Images & Involvement

I designed level 1 and implemented everything into the level from asset packs. When assets that I wanted weren't available, I created new items by grouping together existing assets. The hydroponics system is one of those creations, designed to lead the player's eyes to the corner of the room where a necessary pickup cold be found. 

In another area of level 1, I created cryo tanks by combining BSP with objects and materials in asset packs. By experimenting with lighting and particle systems, I was able to create a mysterious space for the player to discover an accessible air duct to crawl through. 

As the player emerges from the air ducts, they find them selves in a laboratory of sorts. In this space, I tried to create narrative context by depicting the suffering of an alien race by the ship's inhabitants. I also created the specimen tubes in similar manner as the cryo tanks. 

I created this storage area for the player to discover a secret area behind the barrels where they could find an energy booster. I conveyed this by angling a barrel on the ground and leaving a place on the platform where the barrel once existed, and added lighting and animated particles to grab the player's attention. 


One of the hallways leads to the next level upon unlocking the main door; I included a second hallway that ended at a door with blocked access due to ship damage. The door's access card is located on the second floor accessible only by dropping down through the ceiling where the player crawls through air ducts after figuring out how to climb up to the opening. 

Before I blocked out level 1, I created a series of top downs sketches.  I started with a basic floor plan and then refined that floor plan a few times creating gameplay elements. Iterations were made to adapt to game design changes from open world to linear. 

After I had a solid top down design, I began to blockout the general spaces that I wanted to have in my level. This helped me to understand dimensions, figure out what assets I would need, and decide if my design was going to be fun. 


What I Learned

I learned a ton from this project. I learned what's involved in being a lead on a game project and how that differed from being a lead in my prior career. I noted everything I would do differently from the start if I was given that opportunity again, but planning, organization, meetings, and playtesting are top takeaways.

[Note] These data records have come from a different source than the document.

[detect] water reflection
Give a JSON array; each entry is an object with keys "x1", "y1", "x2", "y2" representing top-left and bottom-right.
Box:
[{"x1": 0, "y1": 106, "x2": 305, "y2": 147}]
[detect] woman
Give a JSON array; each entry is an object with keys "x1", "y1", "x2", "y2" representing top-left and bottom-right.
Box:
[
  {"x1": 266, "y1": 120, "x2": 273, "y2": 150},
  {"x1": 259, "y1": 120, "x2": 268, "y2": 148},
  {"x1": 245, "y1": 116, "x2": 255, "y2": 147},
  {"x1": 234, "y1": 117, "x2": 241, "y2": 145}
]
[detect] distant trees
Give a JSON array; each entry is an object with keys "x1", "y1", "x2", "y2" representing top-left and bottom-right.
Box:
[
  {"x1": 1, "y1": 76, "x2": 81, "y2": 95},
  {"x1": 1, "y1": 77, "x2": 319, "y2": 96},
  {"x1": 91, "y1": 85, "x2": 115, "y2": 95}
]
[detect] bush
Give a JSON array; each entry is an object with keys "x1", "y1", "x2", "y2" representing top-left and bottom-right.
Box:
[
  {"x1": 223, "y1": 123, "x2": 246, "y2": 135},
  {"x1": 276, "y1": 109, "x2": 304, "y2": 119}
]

Probably one of the key things I learned was that you have to research what you don't know, and you have to take control of your learning and career. I did not waste time in this course. I knew very little about level design when this project started, but I spent every evening after working my full-time day job soaking up every article and video I could find on my own. I started blocking out my level only after I knew some of the basic design theories involved, and that was after I made 5 top downs first. I was so new, that I didn't know what a block out was, or that meshes were different from BSPs, or what exactly a level designer was exactly.


I learned everything this term, and I learned it because I applied myself and spent every waking minute outside of work and class, learning on my own. My first level ever (pictured above) may not have the grandest conveyance or the most beautiful lighting and set dressing, and meshes may be floating or impaling walls, but I can assure you that I aligned the BSP on a grid, learned to group BSP and static meshes together to create interesting variety and clutter, and learned how to navigate the engine like a pro. I learned all of it through countless tutorials and articles, and through sheer hours of practice.

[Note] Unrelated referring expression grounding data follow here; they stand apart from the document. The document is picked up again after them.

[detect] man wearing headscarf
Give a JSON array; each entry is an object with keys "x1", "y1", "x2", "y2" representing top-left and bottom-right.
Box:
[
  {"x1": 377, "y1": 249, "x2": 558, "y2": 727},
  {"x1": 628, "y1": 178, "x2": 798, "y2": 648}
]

The result? I ended up becoming one of the most effective designers in this course and became level design lead. My level was nicknamed "Flex City" by my instructor. In that process, I learned how to scope down a project, work with other leads to make game changing decisions, and manage people on a game development team. I learned some hard lessons about what not to do as well; takeaways for next time.

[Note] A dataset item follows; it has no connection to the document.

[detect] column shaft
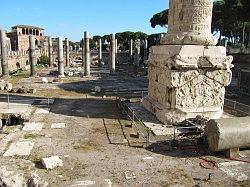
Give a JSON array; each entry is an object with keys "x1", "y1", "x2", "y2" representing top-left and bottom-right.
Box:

All of this effort paid off in the end as I used this project as my portfolio piece to get into SMU Guildhall. I am still soaking up all of the level design knowledge I can, and practicing for hours every day to become a great designer. ​


Overall, I learned to make and do great things and not just do the bare minimum. I learned to seek out, learn, and do what others don't make the time to do. Then, when I got to Guildhall, I shared any knowledge and experience I could with my classmates as we made a new game project together, as it was the first for many of them as well.